= LC3 (classification) =

Para-cycling classification

LC3 is a para-cycling classification for riders with a handicap in one lower limb who will usually pedal with one leg only.

==Definition==
In 2000, BBC Sport defined this classification as "LC3 - essentially for riders with a handicap in one lower limb who will usually pedal with one leg only," In 2008, BBC Sport defined this classification was "LC3: Riders with impairment in one lower limb who will usually pedal with one leg only" In 2008, the Australian Broadcasting Corporation defined this classification was "Locomotor Disabilities (LC): Cyclists with a physical disability compete in four classes — LC1, LC2, LC3, LC4 - based on functional ability, with separate events for men and women.". The Australian Paralympic Education Program defined this classification in 2012 as: "Riders with impairment in one lower limb who will usually pedal with one leg only"

==Classification history==
Cycling first became a Paralympic sport at the 1988 Summer Paralympics. In September 2006, governance for para-cycling passed from the International Paralympic Committee's International Cycling Committee to UCI at a meeting in Switzerland. When this happened, the responsibility of classifying the sport also changed.

For the 2016 Summer Paralympics in Rio, the International Paralympic Committee had a zero classification at the Games policy.
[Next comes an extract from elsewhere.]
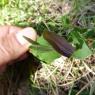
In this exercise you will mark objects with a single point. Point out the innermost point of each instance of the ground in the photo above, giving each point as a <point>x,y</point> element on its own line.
<point>64,76</point>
This policy was put into place in 2014, with the goal of avoiding last minute changes in classes that would negatively impact athlete training preparations. All competitors needed to be internationally classified with their classification status confirmed prior to the Games, with exceptions to this policy being dealt with on a case-by-case basis.

==Events==
Events for this classification include the Individual Pursuit and the 1 km Time Trial.

==Historical world records==
Below are some historical world records for this classification in the 200m men's Indoor track / Flying start.
| Time | Cyclist | Country | Classification | Date and location | Country location | Reference |
| 15"040 | Miguel Angel Perez | ESP | LC 3 Bicycle | 02.06.1994 GENT | BEL | |
| 14"550 | Norbert Zettler | AUT | LC 3 Bicycle | 03.08.1995 AUGSBURG | GER | |
| 13"332 | Matthew Plested | GBR | LC 3 Bicycle | 23.08.2003 NCC MANCHESTER | GBR | |

==Competitors==
LC3 competitors include Simon Richardson from Great Britain who has won multiple gold medals. Another competitor in this class includes Australia's Chris Scott.

==Becoming classified==
Classification is handled by Union Cycliste Internationale.